Die Handballenerkennung funktioniert auch einwandfrei, man kann also problemlos seine Hand auf dem Display ablegen, während man schreibt. Sobald der Stift sich in ca. 1 cm Abstand zum Display befindet, wird der Touchscreen deaktiviert – und auch wenn man beim Schreiben den Stift wieder anhebt, werden keine Fehleingaben registriert.

Leider hat der Stift einen sehr großen Nachteil: Er hat keine Seitentaste oder einen Radierer auf der Rückseite – somit ist es mit dem Stift nicht möglich, im normalen Schreibfluss zu radieren, stattdessen muss man in der Werkzeugleiste zum Radierer wechseln, radieren und wieder zurück zum Stift wechseln. Lenovo hat die Funktion glücklicherweise in der Software berücksichtigt, so wurde mit dem ersten Software-Update eine Unterstützung für eine Stift-Seitentaste hinzugefügt – für diese kann man zwischen den Funktionen „Neues Notizbuch“, „Auswählen und löschen“ sowie eben auch einem Radierer wählen. Mit einem Samsung- oder einem anderen Lenovo-Stift funktioniert das auch einwandfrei und erlaubt ein deutlich flüssigeres Arbeiten. Selbst die offizielle Radier-Funktion hat Lenovo implementiert, denn auch mit deaktivierter Seitentaste lässt sich der Radierer am Ende des ThinkPad X Tablet-Stifts nutzen. Es bleibt zu hoffen, dass Lenovo in einer neuen Version des Smart Papers den Stift mit Seitentaste und/oder Radierer beilegt und diesen hoffentlich auch als Zubehör für das ursprüngliche Smart Paper vertreibt.

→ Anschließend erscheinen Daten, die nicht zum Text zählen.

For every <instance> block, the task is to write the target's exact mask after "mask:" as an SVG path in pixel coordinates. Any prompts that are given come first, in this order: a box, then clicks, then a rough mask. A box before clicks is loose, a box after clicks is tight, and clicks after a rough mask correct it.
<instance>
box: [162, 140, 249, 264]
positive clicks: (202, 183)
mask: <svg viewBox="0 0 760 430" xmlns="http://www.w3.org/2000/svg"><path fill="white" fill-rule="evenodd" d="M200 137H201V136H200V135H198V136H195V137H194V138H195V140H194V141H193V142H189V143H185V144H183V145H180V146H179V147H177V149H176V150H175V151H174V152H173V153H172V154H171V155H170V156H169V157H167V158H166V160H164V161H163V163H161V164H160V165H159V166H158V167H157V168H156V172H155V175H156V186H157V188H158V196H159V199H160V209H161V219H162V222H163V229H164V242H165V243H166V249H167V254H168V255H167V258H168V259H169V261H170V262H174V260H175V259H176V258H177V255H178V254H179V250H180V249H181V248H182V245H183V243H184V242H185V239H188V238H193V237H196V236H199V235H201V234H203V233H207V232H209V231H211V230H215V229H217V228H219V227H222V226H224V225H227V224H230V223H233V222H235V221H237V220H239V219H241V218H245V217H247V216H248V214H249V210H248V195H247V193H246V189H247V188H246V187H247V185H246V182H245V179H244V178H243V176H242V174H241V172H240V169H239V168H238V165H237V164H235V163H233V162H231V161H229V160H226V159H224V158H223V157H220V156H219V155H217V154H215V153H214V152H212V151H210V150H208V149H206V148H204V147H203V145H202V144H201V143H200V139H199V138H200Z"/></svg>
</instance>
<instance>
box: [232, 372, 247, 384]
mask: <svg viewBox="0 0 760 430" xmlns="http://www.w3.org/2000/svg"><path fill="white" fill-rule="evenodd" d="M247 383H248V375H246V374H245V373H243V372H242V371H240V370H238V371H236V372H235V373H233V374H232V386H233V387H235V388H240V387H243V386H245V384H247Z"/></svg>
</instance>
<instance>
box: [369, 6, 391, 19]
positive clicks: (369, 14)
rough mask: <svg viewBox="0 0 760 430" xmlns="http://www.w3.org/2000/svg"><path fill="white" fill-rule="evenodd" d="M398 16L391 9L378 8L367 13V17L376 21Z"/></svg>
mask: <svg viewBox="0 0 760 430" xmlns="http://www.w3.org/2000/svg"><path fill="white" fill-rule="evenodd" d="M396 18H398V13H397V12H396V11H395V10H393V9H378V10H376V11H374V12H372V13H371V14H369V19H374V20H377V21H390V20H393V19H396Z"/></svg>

Unser Tester hat im Alltagstest daher einen Stift des Samsung Galaxy Tab S7 verwendet. Dieser funktioniert einwandfrei und passt sogar in die Stiftmulde des Geräts und der Hülle – allerdings wird er dort nicht magnetisch gehalten, sodass man beim Öffnen des Covers etwas aufpassen muss. Am rechten Geräterand wird der Stift sogar leicht magnetisch gehalten.

Display

Das Lenovo Smart Paper besitzt ein 10.3″ E-Ink-Display mit einer Auflösung von 1872×1404 Pixeln und Support für 10-Finger-Multitouch-Eingabe. Den Kontrast gibt Lenovo mit 8:1 an. Das Display besitzt eine Hintergrundbeleuchtung mit warmweißen und kaltweißen LEDs, die eine Regulierung der Farbtemperatur in 24 Stufen erlauben, zusätzlich natürlich auch die Regulierung der Helligkeit in ebenfalls 24 Stufen. Ein Helligkeitssensor zur automatischen Steuerung ist verbaut. Die Reaktionszeit bei der Stifteingabe ist für ein E-Ink-Display gut – beim normalen Schreiben merkt man lediglich eine geringe Verzögerung, nur bei sehr schnell gezeichneten, langen Linien kann man wirklich sehen, dass die Anzeige dem Stift etwas verzögert folgt.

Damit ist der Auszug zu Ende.